An accurate chronology exists over the last glacial cycle between about 9500 and 130,000 BP as a result of two cores taken of lake sediment in 2016. The stratigraphy has been validated against multiple dating standards (radiocarbon ages, tephrochronology, argon-argon-dated eruption ages, luminescence dating (post-infrared–infrared stimulated luminescence, pIR-IRSL), and the Laschamp event. New ages, consistent with other determinations, in all but the case of the Okareka tephra, were obtained for 14 basaltic, 18 andesitic and eight rhyolitic tephra horizons. Tephra studies, including compositional analysis, have defined the major recent Taupō Volcanic Zone eruptions where ash reached Auckland (see timeline on this page which also shows changes in type of lake, its oxygenation and climate with more detail in references). A particularly thick deposit of 300 mm is from the Rotoehu tephra from the Rotoiti eruption of the Ōkataina Caldera. This gives a slightly earlier time on analysis of 45,100 ± 3,300 years ago than the usual consensus now of 47,400 ± 3,000 years ago.

==History==
A railway line (the North Island Main Trunk, branded as the Eastern Line for suburban services) runs through the north side of the basin.

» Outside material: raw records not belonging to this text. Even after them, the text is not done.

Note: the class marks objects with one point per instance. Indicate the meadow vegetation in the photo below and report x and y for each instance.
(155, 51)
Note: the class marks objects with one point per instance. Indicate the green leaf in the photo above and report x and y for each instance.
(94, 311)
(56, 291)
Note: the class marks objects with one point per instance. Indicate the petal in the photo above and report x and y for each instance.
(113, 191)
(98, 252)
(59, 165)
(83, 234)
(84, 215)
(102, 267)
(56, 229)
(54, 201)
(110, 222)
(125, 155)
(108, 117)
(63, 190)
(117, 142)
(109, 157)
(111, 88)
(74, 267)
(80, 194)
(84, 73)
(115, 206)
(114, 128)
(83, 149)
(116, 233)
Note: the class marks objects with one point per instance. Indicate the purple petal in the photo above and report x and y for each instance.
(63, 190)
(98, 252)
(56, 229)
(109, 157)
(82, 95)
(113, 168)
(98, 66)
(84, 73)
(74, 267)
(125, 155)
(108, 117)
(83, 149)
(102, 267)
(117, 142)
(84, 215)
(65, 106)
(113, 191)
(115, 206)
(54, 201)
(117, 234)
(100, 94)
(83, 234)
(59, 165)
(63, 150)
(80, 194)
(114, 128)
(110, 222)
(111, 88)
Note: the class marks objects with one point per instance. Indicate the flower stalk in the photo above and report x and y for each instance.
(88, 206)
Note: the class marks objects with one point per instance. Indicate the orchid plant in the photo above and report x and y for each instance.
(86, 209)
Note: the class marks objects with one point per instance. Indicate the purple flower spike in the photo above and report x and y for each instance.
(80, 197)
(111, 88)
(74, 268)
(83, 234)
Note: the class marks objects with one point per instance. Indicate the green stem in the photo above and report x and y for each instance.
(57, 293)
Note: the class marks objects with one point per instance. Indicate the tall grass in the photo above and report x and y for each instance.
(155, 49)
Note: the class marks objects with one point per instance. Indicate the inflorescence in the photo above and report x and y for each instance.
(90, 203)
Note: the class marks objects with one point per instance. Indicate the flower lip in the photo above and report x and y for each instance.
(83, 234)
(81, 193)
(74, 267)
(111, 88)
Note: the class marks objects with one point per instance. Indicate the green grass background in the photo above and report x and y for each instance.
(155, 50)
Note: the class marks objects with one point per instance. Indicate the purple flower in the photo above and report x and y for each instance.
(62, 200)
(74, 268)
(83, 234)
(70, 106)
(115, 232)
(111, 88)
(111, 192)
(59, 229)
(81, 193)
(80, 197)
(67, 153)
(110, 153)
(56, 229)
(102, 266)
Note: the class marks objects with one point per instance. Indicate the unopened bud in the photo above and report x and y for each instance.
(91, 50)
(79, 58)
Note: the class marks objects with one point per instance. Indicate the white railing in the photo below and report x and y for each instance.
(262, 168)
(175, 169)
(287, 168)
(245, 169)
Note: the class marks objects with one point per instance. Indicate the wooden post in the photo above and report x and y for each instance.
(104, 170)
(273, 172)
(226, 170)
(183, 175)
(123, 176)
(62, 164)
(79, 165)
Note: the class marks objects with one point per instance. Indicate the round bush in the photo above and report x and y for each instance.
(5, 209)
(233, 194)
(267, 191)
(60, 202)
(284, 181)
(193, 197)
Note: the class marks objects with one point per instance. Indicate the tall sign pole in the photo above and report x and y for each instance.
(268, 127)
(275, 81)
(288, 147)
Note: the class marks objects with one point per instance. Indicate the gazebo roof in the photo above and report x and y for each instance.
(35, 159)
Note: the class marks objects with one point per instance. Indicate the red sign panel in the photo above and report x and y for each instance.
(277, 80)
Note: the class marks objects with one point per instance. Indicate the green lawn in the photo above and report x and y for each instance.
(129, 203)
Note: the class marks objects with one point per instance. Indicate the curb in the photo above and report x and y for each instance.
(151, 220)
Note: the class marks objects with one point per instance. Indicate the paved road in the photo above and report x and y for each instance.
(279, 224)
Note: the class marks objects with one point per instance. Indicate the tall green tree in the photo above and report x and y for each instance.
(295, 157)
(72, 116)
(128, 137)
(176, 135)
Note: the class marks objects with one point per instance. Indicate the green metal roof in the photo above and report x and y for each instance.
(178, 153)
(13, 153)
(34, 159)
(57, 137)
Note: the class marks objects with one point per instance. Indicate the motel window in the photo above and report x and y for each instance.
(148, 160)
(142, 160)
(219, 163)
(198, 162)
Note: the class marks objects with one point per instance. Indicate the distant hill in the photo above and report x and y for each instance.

The railway runs along a causeway embankment which was constructed in the 1920s and created a barrier between the Ōrākei Basin and the rest of the Waitematā Harbour. This allows for the basin to be kept full, even during surrounding low tides. The embankment has control gates to allow the scheduled flushing and re-filling of water in the basin. As such, despite being a tidal lagoon, it is popular for watersports.

==Amenities==

A public walking track circles the basin.